There are two really easy ways:

  1. Parse it out of your web logs in batch.
  2. Run the hits through beanstalkd or gearmand and have a worker do the hard stuff in a controlled way.

Option 1 works with off-the-shelf tools. Option 2 requires just a bit of programming, but gives you something closer to realtime updates without causing you to fall over when the traffic spikes (such as you'll find in your direct mysql case).

Dustin
A: 

Not sure if it's up your alley, but AppEngine is a pretty nice platform to build on. Some sample code you can use to build a counter using their DataStore and transactions is described here: http://code.google.com/appengine/docs/python/datastore/transactions.html.

jgeewax
We tried to store lots of counters in app engine, and it turns out to be expensive in CPU time. That is, it costs $$.
dfrankow
+1  A: 

If accuracy is important, you can do it slightly slower with MySql... create a HEAP / Memory table to store your counter values. These a in-memory tables that are blazingly fast. You can write the data into a normal table at intervals.

Based on the app engine ideas, you could use memcache as a temporary store for your counter. Incrementing a memcache counter is faster than using the MySql heap tables (I think). Once every five or ten seconds, you could read the memcache counter and write that number into your DB.

Sudhir Jonathan
+2  A: 

You could take your webserver's Access log (Apache: access.log) and evaluate it time and again (cronjob) in case you do not need to have the data at hand at the exact moment in time when someone visits your site.

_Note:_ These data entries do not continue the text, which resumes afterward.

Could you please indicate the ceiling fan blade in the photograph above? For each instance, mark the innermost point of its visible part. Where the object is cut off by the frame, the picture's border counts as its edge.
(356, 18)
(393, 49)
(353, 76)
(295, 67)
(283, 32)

Usually, the access.log is generated anyway and contains the requested resource as well as time, date and the user's IP. This way you do not have to route all trafic through a php-script. Lean, mean counting machine.

middus
A: 

You can use Redis - it`s very fast key-value storage with support for atomic increments. If need will arise -- counts data could be splitted between multiple servers easily.

Igor Ivanov
A: 

I've done something very similar, on a similar scale (multiple servers, hundreds of domains, several thousand hits per hour) and log file analysis was definitely the way to go. (It also checked hit rates, weighted them by file type, and blacklisted IP addresses at the firewall if they were making too many requests; its intended purpose was to auto-block bad bots, not to just be a counter, but counting was an essential piece of it.)

No performance impact on the web server process itself, since it's not doing any additional work there, and you could easily publish periodically-updated hit counts by injecting them into the site's database every minute/5 minutes/100 hits/whatever without having to lock the relevant row/table/database (depending on the locking mechanism in use) on every hit.

Dave Sherohman
This sounds awesome, any tips on how to begin creating this? Can it be done with PHP?
swt83
@swt83: I used Perl, but my understanding is that PHP has been extended to run in non-web environments, so it should be possible. For a simple counter, it's basically just a matter of setting up a cron job to run every so often, check the access long for new hits (record the end-of-file position each time so that the next run can pick up from where the last one left off instead of re-processing the whole log), and process/summarize them however you like. If you want it real-time, write it as a `tail -f` type monitor that reads from the file as it's written (just watch out for log rotation).
Dave Sherohman
+1  A: 

Without a doubt, Redis is perfect for this problem. It requires about a minute to setup and install, supports atomic increments, is incredibly fast, has client libs for python and php (and many other languages), is durable (snapshots, journal, replication).